Sandboxing npm packages


(Lars Willighagen) #1

A static safety-check for npm might not work, but – hear me out – a dynamic runtime one could. Perhaps. The idea may be a bit of a stretch, the implementation definitely is, and the usefulness is limited (as is the concept in and of itself). However, it could work, and I can’t have this idea sitting in the back of my head any longer.

The Idea

Permissions are applied through the scope of a set of files, which is usually limited to the root directory of a package and downwards. Exceptions are node_modules, which always has zero permissions, and possibly bin files. Each package in node_modules has it’s own set of permissions, although those could be inherited from parent packages (see “Usage”).

The Implementation

This is were tink comes in. See, tink implements its own require function. I think. If it doesn’t, @babel/register does, so it’s definitely possible. Anyway, if you redefine the require function you can implement some proxy logic in there, that keeps track of the permissions of each scope. Then, by grabbing the filename of the require caller (which is a bit awkward, I know), you can determine the scope, and what permissions it has. Of course, requireing a file or module that falls outside those permissions is not allowed, and a PermissionError can be thrown.

This beats any static analysis, as this should be pretty obfuscation-proof, and safe to edge cases if used with require.resolve(). To avoid workarounds, file-system and child_process acces would be limited too, as well as possibly process and other global variables, as they may lead to packages via constructors or prototypes.

Other problems include the fact that, of course, sensitive modules can be passed in both directions. I only realized this after writing this entire post. The only workaround of this I can think of is simply expecting people not to do that, for their own sake. So that probably invalidates my entire idea. Great.
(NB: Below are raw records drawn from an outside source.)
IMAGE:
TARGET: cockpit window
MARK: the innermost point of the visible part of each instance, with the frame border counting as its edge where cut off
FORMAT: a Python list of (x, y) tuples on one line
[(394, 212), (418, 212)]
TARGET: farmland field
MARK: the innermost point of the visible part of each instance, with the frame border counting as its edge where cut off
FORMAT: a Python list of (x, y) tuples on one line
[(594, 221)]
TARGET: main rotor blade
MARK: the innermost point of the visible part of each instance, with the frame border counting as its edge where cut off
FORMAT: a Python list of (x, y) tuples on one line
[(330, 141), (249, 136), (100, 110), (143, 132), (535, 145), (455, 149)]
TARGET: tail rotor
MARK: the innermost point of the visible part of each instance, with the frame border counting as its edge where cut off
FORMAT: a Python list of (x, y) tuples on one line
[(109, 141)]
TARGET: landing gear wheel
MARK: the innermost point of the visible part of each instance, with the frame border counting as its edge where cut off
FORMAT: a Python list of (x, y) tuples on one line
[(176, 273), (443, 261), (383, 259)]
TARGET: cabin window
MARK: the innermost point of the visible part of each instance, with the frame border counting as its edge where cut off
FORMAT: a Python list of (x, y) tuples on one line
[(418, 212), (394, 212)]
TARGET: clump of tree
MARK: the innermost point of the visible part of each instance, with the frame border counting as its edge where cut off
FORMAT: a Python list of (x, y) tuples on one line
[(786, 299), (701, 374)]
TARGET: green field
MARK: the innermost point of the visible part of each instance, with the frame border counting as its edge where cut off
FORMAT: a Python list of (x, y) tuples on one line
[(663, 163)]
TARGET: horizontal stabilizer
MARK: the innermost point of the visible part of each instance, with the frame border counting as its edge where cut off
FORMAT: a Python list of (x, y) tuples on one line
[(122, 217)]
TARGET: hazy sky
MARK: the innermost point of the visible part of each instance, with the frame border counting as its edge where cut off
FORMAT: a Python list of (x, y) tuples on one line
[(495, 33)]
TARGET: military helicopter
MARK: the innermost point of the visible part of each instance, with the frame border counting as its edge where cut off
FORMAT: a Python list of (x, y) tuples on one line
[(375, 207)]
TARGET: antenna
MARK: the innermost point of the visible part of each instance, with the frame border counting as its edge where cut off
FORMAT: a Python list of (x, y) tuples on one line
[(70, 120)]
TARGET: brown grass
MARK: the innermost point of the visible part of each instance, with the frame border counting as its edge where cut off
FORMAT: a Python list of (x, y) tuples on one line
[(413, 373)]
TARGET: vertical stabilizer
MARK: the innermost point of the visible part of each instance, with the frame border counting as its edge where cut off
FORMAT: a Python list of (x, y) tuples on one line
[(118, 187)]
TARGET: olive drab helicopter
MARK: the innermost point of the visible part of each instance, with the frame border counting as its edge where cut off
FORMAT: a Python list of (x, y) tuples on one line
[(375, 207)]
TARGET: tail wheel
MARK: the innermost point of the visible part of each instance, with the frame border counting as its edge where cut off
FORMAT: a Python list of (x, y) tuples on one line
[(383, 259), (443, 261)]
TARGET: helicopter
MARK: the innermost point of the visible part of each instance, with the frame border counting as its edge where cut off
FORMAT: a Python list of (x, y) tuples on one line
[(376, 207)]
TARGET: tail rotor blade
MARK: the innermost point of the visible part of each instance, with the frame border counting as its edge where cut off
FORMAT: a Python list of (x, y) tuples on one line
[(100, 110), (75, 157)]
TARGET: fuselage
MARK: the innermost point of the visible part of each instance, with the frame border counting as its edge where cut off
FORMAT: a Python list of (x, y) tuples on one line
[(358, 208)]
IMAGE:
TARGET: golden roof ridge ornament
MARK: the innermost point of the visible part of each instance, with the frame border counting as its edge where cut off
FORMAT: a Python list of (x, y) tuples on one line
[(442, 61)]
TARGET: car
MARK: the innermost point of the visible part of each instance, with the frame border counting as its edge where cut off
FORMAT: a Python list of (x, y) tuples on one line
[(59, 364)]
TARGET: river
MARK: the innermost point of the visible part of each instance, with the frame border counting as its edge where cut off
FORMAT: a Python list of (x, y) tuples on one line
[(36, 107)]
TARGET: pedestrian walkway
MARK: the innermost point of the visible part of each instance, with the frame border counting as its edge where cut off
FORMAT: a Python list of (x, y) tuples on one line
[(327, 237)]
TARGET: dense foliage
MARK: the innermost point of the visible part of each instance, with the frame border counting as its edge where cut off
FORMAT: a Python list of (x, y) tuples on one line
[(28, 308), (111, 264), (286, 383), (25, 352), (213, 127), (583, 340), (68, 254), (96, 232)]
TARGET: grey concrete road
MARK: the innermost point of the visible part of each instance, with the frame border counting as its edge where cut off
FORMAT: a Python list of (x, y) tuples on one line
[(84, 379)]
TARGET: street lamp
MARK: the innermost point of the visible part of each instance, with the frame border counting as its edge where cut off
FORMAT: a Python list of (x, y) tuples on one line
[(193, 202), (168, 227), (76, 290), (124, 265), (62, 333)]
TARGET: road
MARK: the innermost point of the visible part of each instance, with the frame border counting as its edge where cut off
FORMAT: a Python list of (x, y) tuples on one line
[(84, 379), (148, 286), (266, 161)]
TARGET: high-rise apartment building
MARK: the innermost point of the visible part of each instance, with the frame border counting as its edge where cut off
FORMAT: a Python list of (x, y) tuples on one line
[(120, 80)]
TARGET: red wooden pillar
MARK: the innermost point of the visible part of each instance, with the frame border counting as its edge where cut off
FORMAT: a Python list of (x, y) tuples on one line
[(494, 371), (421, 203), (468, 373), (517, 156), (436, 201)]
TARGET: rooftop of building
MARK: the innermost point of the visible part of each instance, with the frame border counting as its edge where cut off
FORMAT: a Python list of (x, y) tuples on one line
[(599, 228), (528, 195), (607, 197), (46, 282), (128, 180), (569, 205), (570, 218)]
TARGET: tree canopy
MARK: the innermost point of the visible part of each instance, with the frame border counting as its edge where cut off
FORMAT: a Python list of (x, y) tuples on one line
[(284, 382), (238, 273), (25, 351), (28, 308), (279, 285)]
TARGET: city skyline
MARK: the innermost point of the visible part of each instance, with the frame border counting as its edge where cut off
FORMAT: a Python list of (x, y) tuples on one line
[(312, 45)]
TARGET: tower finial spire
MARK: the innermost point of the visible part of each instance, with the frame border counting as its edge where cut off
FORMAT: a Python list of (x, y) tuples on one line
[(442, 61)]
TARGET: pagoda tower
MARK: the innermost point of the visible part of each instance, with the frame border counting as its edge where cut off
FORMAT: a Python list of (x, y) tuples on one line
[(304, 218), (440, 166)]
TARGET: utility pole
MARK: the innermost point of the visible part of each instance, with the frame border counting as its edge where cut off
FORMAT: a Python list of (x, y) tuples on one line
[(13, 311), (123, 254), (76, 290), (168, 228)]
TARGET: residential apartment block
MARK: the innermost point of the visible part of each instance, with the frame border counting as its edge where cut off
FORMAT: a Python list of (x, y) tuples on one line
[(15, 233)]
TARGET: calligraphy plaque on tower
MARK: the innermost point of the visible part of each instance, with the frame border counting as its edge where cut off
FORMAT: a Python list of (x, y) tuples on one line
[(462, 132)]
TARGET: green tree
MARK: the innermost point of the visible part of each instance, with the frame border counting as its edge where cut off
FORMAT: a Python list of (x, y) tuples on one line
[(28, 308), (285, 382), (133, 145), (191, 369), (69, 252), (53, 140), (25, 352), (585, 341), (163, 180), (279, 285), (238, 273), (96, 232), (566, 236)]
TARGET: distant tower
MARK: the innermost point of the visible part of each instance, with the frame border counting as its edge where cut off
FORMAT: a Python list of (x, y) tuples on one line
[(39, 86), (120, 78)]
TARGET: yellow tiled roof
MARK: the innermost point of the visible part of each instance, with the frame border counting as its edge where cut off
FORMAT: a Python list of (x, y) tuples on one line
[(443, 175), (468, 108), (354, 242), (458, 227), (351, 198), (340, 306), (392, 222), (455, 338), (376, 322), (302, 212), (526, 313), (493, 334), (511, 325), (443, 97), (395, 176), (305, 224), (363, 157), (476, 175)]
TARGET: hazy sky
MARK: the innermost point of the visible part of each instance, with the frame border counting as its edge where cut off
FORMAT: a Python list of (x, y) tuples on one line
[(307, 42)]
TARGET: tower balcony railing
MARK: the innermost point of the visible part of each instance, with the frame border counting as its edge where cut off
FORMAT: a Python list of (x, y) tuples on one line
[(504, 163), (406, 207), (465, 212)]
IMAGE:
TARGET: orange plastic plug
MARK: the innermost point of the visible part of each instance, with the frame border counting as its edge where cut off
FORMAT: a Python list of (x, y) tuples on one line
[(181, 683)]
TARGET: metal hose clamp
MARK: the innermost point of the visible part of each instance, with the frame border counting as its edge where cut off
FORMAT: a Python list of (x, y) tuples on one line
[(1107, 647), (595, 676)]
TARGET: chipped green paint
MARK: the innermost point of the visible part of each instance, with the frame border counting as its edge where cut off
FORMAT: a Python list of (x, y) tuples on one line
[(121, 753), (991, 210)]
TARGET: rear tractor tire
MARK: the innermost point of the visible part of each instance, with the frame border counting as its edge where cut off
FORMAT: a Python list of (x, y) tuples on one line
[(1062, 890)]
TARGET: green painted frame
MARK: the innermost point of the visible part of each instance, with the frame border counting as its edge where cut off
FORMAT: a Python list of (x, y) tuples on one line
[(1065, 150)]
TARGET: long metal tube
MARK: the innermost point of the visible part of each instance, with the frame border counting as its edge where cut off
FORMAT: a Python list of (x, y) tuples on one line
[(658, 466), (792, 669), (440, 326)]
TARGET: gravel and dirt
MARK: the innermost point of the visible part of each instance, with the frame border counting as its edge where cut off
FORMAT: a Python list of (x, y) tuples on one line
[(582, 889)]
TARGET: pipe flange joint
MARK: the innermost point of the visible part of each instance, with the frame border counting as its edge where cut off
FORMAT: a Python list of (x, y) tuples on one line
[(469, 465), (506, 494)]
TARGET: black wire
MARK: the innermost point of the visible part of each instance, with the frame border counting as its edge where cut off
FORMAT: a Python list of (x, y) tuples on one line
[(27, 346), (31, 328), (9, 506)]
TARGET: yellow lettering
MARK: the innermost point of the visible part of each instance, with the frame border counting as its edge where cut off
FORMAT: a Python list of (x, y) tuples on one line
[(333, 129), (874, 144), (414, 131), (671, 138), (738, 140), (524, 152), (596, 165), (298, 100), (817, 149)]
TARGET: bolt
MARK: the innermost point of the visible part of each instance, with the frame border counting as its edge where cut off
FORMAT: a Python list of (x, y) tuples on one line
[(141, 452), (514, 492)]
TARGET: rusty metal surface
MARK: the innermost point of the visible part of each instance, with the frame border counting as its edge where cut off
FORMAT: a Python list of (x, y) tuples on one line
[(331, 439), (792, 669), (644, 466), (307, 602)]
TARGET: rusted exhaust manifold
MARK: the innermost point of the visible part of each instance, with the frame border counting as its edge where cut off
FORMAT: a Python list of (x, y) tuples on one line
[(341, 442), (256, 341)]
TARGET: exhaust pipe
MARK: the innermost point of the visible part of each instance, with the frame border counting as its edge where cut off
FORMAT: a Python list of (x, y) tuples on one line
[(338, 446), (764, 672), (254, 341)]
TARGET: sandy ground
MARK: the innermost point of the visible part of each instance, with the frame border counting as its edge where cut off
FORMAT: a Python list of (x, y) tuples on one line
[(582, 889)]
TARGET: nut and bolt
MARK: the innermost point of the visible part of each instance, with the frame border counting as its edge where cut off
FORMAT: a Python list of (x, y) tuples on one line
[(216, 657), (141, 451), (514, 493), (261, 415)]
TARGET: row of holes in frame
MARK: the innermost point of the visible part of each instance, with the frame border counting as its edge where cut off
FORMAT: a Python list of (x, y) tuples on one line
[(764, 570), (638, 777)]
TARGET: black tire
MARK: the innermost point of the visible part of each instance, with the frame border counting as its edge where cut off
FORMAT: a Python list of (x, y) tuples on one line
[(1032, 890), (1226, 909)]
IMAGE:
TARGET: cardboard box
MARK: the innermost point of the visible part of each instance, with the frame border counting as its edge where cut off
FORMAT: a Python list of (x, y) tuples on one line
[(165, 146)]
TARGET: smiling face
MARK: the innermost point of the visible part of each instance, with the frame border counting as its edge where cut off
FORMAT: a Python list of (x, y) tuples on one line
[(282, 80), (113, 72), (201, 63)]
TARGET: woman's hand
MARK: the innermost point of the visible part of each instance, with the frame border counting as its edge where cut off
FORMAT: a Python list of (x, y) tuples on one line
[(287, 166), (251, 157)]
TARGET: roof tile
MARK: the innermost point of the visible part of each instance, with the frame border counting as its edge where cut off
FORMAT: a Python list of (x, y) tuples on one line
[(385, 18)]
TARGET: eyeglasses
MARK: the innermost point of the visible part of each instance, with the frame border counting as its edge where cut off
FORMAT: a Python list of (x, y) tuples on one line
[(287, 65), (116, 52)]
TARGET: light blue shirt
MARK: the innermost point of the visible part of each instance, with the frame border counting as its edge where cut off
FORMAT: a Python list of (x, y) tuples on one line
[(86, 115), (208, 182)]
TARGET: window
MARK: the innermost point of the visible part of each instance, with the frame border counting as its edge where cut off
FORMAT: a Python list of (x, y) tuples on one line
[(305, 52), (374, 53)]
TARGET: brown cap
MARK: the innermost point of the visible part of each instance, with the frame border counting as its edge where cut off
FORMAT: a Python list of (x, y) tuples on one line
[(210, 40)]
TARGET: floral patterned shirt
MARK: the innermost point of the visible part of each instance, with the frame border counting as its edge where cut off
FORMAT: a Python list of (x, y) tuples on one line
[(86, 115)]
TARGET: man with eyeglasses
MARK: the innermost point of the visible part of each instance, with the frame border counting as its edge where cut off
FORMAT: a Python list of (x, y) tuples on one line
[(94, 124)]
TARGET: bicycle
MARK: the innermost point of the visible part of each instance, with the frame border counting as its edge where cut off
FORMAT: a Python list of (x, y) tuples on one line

The only thing I can remember that comes close to solving this is the sandbox of https://happening.im/, which, if I remember correctly, prevented passing around modules anywhere. However, that part of their code isn’t open source, the project is discontinued, the developers are gone, and I have no idea how they did it.

The Usage

Now comes the hard part: when should permissions be given? Packages can’t simply declare permissions themselves for a number of reasons:

  • it would have to be opt-in, kind of defeating the purpose
  • being opt-in, it wouldn’t stop truly malicious people
  • etc.

On the other hand, you can’t require (pun intended) users to sift through every dependency in their project to manually assign permissions to everything. A middle ground, of having users assign permissions to top-level dependencies could work, but could also be the worst of both: giving to much permissions to sub-dependencies, and a trial-and-error process for the user. One good thing: in contrast too static checks, permissions aren’t required for optional packages that aren’t actually used.

The Use Cases

The use cases are pretty limited too, as mentioned. Proper safe-keeping of malicious packages is somewhat doable with packages that don’t need any access. However, packages that legitimately need access to say, the filesystem, they can probably work around the imposed limitations.


I don’t think this is worthy of an actual RFC, as it’s not even slightly realistic, and probably not something for npm anyway, so I just posted it here.


tink: Brainstorming
(David Gilbertson) #2

Interesting, I didn’t even think of tink when writing my post about permissions. As you mentioned in your note, I think the bullet points under “Packages can’t simply declare permissions themselves for a number of reasons” might be avoidable.

As it stands, what are the biggest hurdles you see with this?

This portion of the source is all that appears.